Common sense, from a risk perspective, would dictate a lower interest rate for a larger downpayment when buying a home or investment property. Afterall, the greater the capital the applicant has invested into the property, the less "risky" the mortgage would be from a lending perspective, right? Wrong!
Ever since the 2008 credit crunch, common sense lending is pretty much a thing of the past. Insured mortgages, downpayment less than 20%, have lower interest rates than conventional, downpayment with more than 20%!
Why Are Insured Mortgages Offered At A Lower Interest Rate?
Typically lenders bulk insure mortgages . This allows the banks to sell off these mortgage as investments.
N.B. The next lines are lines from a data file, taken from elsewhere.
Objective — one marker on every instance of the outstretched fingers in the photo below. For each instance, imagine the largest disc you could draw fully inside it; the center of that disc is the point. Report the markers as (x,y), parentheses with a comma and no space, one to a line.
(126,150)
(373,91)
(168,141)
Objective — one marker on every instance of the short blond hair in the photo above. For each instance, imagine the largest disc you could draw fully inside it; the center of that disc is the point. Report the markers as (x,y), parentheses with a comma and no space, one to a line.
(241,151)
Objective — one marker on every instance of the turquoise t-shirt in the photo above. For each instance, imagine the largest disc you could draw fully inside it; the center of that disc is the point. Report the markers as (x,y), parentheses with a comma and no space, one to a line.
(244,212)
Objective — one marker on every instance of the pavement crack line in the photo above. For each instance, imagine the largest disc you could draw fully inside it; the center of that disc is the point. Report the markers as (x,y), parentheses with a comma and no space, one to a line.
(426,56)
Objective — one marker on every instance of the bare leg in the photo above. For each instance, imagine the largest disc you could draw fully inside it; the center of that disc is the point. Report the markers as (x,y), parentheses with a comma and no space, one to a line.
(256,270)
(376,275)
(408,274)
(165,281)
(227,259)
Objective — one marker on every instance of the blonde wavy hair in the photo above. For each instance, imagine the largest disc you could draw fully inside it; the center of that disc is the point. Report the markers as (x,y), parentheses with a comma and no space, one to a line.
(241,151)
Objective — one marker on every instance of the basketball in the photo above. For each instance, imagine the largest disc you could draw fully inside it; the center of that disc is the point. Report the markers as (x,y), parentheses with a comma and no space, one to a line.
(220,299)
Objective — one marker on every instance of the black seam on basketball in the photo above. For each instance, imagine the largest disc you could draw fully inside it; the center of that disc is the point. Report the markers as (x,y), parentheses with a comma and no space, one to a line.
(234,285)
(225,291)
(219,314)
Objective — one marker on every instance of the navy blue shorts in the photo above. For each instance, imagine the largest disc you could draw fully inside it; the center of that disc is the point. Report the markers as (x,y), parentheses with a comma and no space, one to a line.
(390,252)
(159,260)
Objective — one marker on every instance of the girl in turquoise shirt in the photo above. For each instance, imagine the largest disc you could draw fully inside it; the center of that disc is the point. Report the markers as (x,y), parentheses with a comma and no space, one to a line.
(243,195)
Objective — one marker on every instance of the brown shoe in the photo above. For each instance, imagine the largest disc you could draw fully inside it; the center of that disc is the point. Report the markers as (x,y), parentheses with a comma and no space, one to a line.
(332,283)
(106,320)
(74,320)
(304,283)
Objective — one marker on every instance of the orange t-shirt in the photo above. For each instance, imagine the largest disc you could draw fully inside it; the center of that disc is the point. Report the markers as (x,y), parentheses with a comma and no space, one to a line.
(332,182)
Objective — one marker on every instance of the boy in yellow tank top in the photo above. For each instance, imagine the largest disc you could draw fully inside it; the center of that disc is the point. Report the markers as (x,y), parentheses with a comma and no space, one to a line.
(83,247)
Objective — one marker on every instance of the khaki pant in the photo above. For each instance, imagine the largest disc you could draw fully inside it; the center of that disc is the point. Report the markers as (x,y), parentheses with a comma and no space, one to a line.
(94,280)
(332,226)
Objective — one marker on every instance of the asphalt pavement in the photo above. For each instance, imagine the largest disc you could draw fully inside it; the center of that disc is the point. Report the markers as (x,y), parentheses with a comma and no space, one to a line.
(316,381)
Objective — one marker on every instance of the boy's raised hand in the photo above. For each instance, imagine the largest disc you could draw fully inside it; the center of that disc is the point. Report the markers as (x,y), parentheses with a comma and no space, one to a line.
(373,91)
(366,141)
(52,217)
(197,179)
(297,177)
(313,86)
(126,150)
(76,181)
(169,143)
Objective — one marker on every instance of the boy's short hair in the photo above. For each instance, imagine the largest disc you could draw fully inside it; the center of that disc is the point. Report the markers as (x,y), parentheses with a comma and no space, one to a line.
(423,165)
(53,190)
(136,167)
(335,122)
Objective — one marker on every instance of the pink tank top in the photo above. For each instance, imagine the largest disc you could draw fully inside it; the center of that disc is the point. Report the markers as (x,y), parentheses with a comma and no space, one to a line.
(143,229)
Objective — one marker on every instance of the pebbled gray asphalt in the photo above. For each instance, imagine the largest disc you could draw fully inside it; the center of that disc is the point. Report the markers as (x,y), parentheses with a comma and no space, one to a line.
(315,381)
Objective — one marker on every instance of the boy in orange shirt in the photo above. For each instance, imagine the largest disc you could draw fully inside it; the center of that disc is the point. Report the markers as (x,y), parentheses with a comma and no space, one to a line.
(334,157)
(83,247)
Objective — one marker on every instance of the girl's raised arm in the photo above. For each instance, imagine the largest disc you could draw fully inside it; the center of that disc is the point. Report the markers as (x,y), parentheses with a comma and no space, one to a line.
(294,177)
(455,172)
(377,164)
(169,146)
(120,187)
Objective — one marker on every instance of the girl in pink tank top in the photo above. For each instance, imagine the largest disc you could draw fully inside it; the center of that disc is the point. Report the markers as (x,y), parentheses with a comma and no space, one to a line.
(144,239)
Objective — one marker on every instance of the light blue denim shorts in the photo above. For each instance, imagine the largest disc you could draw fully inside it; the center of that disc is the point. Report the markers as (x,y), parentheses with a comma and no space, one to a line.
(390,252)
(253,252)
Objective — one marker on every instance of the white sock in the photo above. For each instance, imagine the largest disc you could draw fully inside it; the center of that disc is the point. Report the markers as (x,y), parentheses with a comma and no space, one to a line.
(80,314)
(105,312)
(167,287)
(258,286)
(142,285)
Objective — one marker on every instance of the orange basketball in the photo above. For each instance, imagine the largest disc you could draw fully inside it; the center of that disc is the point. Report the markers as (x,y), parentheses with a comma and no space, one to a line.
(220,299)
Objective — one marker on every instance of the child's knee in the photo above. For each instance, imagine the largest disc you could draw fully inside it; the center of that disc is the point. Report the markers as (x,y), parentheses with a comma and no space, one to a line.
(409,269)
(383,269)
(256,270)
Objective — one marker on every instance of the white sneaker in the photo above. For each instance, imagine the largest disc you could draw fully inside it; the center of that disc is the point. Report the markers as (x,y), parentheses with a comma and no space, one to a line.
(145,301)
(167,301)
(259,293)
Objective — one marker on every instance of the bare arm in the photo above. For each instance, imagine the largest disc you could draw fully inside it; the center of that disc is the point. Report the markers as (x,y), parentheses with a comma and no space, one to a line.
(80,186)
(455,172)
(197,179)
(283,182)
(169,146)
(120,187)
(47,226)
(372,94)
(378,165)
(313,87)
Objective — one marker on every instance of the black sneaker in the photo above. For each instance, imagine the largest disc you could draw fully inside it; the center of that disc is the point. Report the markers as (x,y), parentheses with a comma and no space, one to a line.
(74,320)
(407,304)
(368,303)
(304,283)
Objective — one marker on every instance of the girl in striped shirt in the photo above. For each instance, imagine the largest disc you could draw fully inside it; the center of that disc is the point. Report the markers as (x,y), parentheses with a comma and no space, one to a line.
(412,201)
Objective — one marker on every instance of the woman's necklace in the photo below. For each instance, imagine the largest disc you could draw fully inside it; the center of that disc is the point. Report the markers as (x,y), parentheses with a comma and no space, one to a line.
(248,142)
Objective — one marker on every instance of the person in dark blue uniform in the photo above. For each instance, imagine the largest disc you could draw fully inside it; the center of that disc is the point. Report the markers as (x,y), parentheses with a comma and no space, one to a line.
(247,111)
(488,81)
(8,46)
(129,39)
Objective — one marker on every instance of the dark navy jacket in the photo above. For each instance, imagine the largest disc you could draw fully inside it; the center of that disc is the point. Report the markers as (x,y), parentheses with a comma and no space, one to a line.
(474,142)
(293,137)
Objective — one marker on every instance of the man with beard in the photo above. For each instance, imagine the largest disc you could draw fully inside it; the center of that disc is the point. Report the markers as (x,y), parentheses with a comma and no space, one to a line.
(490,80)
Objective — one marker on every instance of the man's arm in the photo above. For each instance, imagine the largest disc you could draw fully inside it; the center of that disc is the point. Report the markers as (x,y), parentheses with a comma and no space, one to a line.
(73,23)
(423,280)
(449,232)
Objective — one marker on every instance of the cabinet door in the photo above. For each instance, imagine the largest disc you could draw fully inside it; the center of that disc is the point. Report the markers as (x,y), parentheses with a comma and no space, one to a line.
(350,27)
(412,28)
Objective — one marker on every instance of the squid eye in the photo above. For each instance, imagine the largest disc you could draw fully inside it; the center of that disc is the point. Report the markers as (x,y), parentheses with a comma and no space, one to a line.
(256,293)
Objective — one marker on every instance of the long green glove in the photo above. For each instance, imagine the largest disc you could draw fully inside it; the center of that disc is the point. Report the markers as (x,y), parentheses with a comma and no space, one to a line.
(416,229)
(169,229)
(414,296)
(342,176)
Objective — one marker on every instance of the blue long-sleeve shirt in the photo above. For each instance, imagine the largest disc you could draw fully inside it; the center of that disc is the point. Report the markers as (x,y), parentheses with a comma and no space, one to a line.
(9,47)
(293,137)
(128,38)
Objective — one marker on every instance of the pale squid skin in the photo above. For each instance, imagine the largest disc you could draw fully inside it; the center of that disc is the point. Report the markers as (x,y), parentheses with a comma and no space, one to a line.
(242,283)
Without getting into the complexities of securitization:
- Mortgages with less than 20%: Applicants pay for the insurance premium (CMHC, Genworth or Canada Guarantee).
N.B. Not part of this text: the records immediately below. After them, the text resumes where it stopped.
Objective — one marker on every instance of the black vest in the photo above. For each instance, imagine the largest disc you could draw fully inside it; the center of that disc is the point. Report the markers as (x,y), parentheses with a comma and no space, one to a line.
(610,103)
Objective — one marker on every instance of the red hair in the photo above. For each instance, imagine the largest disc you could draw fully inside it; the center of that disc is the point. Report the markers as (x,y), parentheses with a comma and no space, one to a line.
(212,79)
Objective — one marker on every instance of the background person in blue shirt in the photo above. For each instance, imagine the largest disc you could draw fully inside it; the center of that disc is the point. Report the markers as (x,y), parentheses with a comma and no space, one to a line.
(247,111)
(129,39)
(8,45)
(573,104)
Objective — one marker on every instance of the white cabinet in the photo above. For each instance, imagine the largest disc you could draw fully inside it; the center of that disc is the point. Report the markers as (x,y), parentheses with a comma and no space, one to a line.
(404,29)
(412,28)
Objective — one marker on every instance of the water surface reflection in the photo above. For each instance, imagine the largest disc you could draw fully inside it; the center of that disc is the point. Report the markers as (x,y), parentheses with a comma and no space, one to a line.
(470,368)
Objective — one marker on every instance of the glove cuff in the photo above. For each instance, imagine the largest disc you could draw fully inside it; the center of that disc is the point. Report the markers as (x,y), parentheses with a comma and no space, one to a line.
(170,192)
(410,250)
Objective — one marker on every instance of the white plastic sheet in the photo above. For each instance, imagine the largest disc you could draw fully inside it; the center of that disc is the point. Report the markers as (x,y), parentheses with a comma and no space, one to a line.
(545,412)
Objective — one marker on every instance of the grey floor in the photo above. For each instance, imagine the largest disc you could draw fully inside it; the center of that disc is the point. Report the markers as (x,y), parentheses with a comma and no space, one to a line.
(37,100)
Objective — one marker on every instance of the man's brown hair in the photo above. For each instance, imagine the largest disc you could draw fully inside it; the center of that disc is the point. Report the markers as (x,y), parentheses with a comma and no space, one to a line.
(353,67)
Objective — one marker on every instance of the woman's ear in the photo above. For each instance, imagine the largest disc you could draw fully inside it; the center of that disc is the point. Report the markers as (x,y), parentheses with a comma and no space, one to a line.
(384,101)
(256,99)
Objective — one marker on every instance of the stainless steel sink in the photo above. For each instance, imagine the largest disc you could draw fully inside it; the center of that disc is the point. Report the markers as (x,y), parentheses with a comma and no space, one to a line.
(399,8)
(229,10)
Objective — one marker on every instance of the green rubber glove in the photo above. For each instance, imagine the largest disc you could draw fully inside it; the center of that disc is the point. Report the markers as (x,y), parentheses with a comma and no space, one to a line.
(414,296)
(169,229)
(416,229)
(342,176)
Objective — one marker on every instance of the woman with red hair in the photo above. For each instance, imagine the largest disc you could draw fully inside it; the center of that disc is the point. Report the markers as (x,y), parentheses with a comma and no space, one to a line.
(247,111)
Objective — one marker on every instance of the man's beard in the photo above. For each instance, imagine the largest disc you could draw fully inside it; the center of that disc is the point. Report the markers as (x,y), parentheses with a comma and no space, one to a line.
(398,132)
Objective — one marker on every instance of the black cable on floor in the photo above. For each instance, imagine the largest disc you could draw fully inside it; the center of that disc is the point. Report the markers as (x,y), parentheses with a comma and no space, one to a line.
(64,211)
- Mortgages with 20% or higher downpayment: Lenders pass on the cost of the insurance premium via a higher interest rate
Example: fully featured mortgage with less than 20% downpayment is offered at 2.49%, where as a conventional mortgage is offered at 2.59%
What About Investment Properties?
From a lending risk perspective, investment properties financing is riskier than an owner occupied property for the following reason: if the applicants encounter lifestyle changes such as loss of income, they are more likely to do what it takes to keep their home mortgage up to date than keeping the investment property mortgage up to date. Hint: Buy a positive cash flow investment property. Some lenders limit the number of properties an applicant can finance where others limit the total dollar amount lent to an applicant. Example: no more than 2 rental properties financed by the same lender or no more than $1.5 million in mortgages lent to one client.
Investment properties require a minimum of 20% downpayment and in certain cases 25% downpayment depending on the applicants' credit worthiness and the property details.
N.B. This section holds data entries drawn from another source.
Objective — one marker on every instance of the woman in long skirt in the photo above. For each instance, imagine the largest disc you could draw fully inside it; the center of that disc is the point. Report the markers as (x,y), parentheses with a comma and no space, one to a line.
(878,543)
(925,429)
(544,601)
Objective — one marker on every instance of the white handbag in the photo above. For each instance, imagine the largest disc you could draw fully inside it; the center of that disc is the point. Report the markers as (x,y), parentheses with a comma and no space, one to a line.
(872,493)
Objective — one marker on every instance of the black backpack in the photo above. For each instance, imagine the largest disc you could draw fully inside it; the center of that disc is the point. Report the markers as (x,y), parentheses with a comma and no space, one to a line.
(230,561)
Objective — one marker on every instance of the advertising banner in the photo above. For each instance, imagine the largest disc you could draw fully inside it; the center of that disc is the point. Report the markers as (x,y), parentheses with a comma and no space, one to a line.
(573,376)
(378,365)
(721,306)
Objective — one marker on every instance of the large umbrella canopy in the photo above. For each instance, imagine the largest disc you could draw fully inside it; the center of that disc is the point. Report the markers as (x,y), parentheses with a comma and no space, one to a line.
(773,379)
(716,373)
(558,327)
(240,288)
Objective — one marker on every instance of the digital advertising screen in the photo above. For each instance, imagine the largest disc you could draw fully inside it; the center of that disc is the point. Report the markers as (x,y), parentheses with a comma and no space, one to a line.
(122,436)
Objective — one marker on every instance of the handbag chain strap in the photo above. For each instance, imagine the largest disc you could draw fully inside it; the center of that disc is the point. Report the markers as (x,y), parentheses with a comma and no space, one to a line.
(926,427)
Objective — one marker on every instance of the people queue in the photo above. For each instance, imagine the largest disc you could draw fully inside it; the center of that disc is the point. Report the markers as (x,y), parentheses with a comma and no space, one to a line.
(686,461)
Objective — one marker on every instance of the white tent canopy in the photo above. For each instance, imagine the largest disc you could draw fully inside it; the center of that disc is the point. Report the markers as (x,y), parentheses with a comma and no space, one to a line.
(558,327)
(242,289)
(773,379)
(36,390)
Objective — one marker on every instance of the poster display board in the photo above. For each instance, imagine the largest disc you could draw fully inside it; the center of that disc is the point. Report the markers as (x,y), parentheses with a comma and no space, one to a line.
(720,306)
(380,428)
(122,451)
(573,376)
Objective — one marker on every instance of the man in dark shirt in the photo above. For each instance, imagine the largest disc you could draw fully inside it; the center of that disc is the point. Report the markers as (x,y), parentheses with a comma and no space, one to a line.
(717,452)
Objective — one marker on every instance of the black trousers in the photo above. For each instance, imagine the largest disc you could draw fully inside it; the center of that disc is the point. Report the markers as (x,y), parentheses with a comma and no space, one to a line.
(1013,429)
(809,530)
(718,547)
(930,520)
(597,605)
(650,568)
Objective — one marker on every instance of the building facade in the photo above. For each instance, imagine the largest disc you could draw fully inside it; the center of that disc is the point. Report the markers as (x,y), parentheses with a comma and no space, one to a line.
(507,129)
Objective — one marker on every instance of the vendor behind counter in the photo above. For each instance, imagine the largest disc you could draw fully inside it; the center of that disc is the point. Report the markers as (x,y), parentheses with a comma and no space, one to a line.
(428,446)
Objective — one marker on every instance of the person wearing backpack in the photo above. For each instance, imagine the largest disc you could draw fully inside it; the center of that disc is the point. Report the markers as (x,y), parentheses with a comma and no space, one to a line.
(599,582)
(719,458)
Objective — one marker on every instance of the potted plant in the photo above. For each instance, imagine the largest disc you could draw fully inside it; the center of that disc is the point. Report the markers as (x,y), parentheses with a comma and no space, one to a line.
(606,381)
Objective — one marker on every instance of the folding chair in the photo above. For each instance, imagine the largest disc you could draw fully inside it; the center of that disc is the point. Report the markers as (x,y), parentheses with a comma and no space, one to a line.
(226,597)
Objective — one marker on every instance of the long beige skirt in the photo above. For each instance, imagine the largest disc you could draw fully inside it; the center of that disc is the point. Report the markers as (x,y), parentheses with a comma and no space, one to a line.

True Cost of CMHC Insurance Premium
Here is a case study of $500k purchase with 20% downpayment vs 15% downpayment:
20% Downpayment: Mortgage $400k amortized over 25 years at 2.59%, $1809.84 monthly payment.
15% Downpayment: Mortgage $432,650 ($7,650 insurance premium added to the mortgage) amortized over 25 years at 2.49%, $1935.97 monthly payment.
Payment difference: $1,935.97 - $1,809.84 = $126.13 x 60 months (5 year term) = $7,567.20 which is roughly the insurance premium amount capitalized into the mortgage.
Mortgage balance at renewal: $339,163 vs $366,112, a difference of $26,949.
Net difference: $26,949+$7,567.20-$25,000 (difference in additional downpayment) = $9,516.69 in 5 years only. Over the life of the mortgage, the number grows.
What's the point I'm conveying? The lower interest mortgage doesn't payoff in the long term due to the added insurance premium (compounded interest over 25 years) and be nice to your parents or siblings who might consider gifting the difference in downpayment to get you to 20%! The overall cost of financing is more important than just looking at mortgage rate.